HOUSTON (October 25, 2013)

In the fall of 2010, 3rd Battalion 5th Marines, known as 3/5, deployed to the Sangin Valley in the Helmand province of Afghanistan. The valley, dubbed a death trap for the number of lives its battles have claimed, is surrounded by steep inclines covered in lush green poppy plants. Infamous for their use in the production of heroin, the plants served a second, more strategic purpose in the region – abundant coverage for burying large containers full of powerful homemade bombs, known as improvised explosive devices or IEDs.

Memorial Hermann-Texas Medical Center Emergency Medicine physician and United States Navy Reserve Lt. Keith Gates, MD, who was serving as a Battalion Surgeon there at the time, describes these IEDs as a new breed of explosives that were “designed to hit higher, all the way up to the pelvis, rendering a traditional tourniquet useless. Those who were hit would often bleed to death in the field within minutes.” Gates, who is an assistant professor with The University of Texas Health Science Center (UTHealth) Medical School, recognized a gap in medical care of IED injuries and began sketching a new, more versatile tourniquet while still in the field. His vision became the Junctional Emergency Treatment Tool, or JETT, which was recently selected as one of the Top 20 Innovative Products for 2013 by the EMS World Training Conference. UTHealth owns the intellectual property rights to the JETT.

Applied circumferentially around the body like a belt, the JETT can be tightened around the pelvic region to compress fractures in place and apply inward pressure to the area without impeding respiration. The device also includes two pressure pads that can be positioned directly over the vessels supplying the lower extremity, which can be tightened to block blood flow from the femoral arteries of either or both lower limbs, depending on the injury. It is designed to allow for patient movement without dislodging or reducing pressure, which makes it ideal for use in a hostile or pre-hospital environment. Even more, it is compact, lightweight and durable – all necessary components for a device intended to be carried into combat.

Gates collaborated with Col.

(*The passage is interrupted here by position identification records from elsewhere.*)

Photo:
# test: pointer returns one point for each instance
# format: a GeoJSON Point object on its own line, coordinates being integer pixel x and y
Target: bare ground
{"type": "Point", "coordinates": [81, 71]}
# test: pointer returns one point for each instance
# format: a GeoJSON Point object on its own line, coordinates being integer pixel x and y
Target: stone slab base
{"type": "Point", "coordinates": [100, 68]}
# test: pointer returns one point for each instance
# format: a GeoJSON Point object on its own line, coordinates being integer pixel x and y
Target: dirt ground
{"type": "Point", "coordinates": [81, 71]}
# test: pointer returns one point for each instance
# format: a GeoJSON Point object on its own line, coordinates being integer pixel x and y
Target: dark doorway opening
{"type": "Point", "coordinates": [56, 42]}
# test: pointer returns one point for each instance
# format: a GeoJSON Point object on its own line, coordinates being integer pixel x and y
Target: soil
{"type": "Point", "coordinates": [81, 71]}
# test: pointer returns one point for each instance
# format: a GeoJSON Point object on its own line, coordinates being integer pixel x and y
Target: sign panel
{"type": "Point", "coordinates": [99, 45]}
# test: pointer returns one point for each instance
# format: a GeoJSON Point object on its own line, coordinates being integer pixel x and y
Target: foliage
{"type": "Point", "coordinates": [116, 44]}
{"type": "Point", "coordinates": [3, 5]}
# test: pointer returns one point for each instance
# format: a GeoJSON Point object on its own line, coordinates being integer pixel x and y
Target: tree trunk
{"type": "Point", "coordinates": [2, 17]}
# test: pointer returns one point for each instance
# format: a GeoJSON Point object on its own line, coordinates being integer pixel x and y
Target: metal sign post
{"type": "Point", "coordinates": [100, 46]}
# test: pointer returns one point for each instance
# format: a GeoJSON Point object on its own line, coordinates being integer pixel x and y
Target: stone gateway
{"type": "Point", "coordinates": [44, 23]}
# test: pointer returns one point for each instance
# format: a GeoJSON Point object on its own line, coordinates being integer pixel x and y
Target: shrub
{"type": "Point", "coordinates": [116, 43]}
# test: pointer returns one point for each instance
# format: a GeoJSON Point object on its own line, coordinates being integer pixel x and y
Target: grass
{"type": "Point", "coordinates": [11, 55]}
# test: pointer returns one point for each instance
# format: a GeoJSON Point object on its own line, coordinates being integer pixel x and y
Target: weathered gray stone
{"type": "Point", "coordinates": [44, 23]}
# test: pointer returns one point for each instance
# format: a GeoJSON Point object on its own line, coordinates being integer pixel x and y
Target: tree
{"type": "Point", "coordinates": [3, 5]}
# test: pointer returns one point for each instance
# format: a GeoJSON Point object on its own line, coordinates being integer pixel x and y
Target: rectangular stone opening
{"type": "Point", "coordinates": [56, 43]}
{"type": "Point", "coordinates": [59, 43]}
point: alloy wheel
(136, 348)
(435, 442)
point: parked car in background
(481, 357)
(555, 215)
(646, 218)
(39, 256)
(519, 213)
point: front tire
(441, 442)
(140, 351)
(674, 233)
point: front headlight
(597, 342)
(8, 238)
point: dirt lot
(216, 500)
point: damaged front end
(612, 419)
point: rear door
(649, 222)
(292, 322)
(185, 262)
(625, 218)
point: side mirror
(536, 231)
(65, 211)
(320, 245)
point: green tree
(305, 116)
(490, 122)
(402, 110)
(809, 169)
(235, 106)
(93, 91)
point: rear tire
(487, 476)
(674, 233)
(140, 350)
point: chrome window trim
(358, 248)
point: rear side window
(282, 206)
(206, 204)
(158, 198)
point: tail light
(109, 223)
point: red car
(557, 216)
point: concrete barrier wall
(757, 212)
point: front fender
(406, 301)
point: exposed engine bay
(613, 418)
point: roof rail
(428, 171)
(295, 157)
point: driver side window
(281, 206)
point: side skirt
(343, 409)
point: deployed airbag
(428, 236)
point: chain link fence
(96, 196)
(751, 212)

John B. Holcomb, MD, director of the Texas Trauma Institute at Memorial Hermann-Texas Medical Center and chief of the division of Acute Care Surgery at the UTHealth Medical School to create the prototype. He worked with Andrew R. Burgess, MD, chief of Orthopaedic Trauma Services at the UTHealth Medical School, to help recreate the injuries on cadavers and test the device. A short 18 months after Gates first sent his sketches from Afghanistan, the JETT was officially FDA approved.

“It was a testament to how well the device worked – and how badly it was needed,” Dr. Holcomb said.

The JETT holds incredible promise in the business of saving lives. Already a limited number have been deployed in combat in Afghanistan, and it is now carried on all Memorial Hermann Life Flight helicopters. In June, Life Flight nurse-paramedic Rudy Cabrera, RN, BSN, CFRN, EMT-P applied the JETT on its first civilian patient and it is “without a doubt” according to his doctors, the reason one local Houston man is alive today.